Bob Dylan's on tour in the UK, an event immortalised by DA Pennebaker in Don't Look Back which finds the director and his film crew documenting the singer's every move around our sceptred isle. A recurrent theme is Dylan's irritated fascination with a young Scottish folk singer, Donovan Philips Leitch, touted by the press as the first in a long line of 'New Bob Dylans'.

Who He?
'Donovan! Who is this Donovan?' Dylan whines, the cameras capturing him opening a paper to be confronted by yet another article on the newcomer. He meets up with Alan Price, Geordie keyboard player with The Animals, whose 'House Of The Rising Sun' has so impressed him. Price says 'he's a very good guitar player,' adding, 'better than you'.

221vinrel.don

Price continues: 'He's all right. I like him. He's not a fake'. Dylan points to the newspaper clipping and says, 'Well, I got him up on the wall'. And as the camera pulls away, we see a picture frame transformed into a collage. Beneath Donovan's article, written in bold is: 'Don't be fooled by a pretty face. Cos we're not'.

Later Dylan is being presented with an award for the most promising artist of the year and the best-selling folk record, The Freewheelin'. Dylan says to his manager, Albert Grossman, 'I just don't want it. Tell them to give it to Donovan!'.

Inside the ballroom where the award is to be presented, the cameras find Dylan reading another Donovan feature in a newspaper. Over the background music, the documentary captures him shouting to a friend, 'Donovan!

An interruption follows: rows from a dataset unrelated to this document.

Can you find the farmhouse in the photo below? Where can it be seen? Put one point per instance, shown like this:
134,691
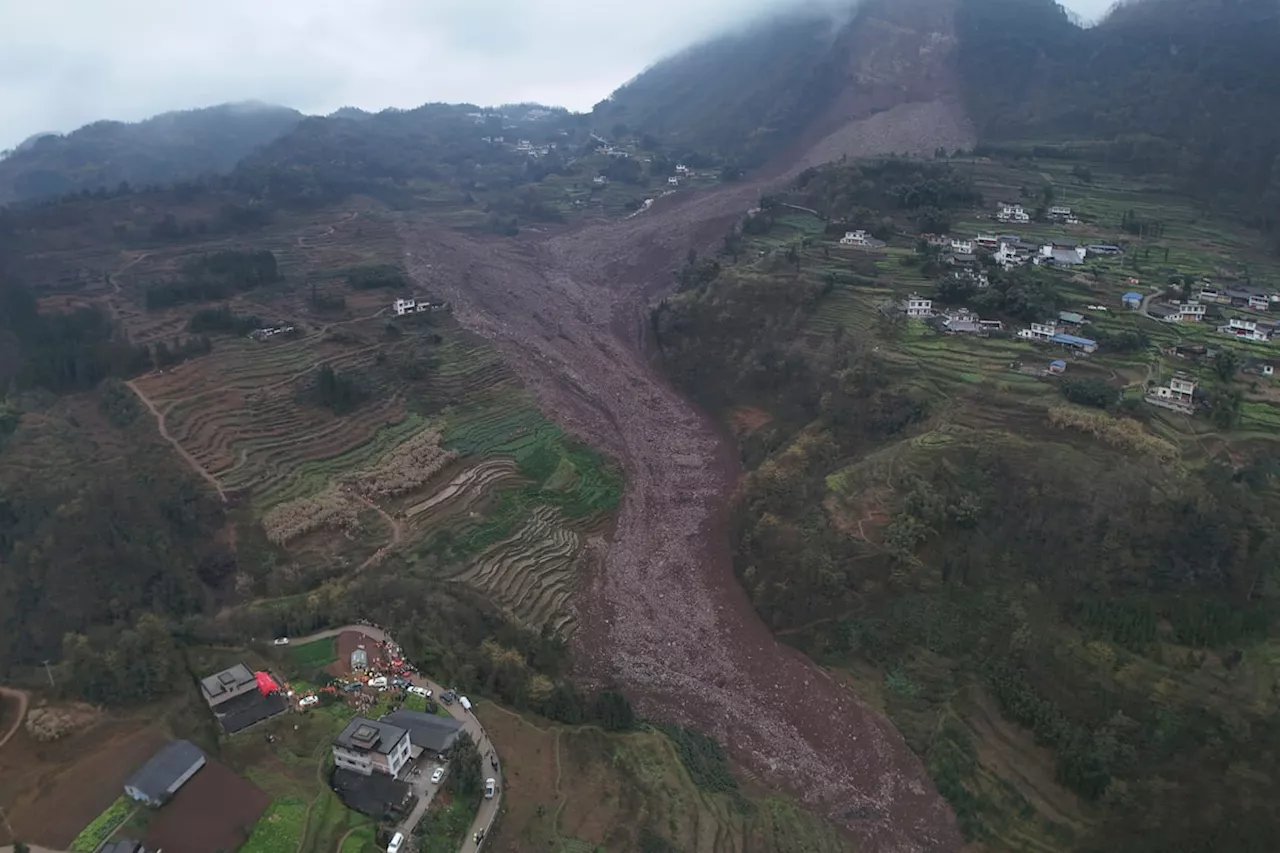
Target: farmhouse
428,733
366,747
1179,395
1247,329
1038,332
155,781
225,685
241,698
1063,254
918,306
1011,213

He's our target for tomorrow!'. Eventually. Dylan gets to meet Donovan in a hotel room.

There's a party going on and someone has thrown a glass out of the window. The hotel manager isn't happy and Dylan immediately blames a member of Donovan's entourage. 'I'm not taking no f***ing responsibility for cats I don't know, man. I got enough responsibility with my friends and my own people.' Dylan then gives the man a shove and declares, 'Be groovy or leave!'. They both decide groovy's the best option and the party continues.

221vinrel.singlecatch

Embarrassed, Donovan attempts to cool things down by playing a song. He starts to perform one of his own numbers, 'To Sing For You', and halfway through, Dylan half-shouts half-sneers, 'Hey, that's a good song, man!'. He then picks up his guitar and performs a combative version 'It's All Over Now Baby Blue' as if to put the upstart firmly in his place. 

Instant Hit
As it turns out, Dylan is dead right to get the jitters over our Don. Over the course of 1965, Donovan is transformed from an unknown, unsigned musician to an international star. After busking around the continent, he'd been discovered by a failed musician turned pop group manager called Peter Eden who persuaded a talented songwriter pal Geoff Stevens to co-manage his new teenage find.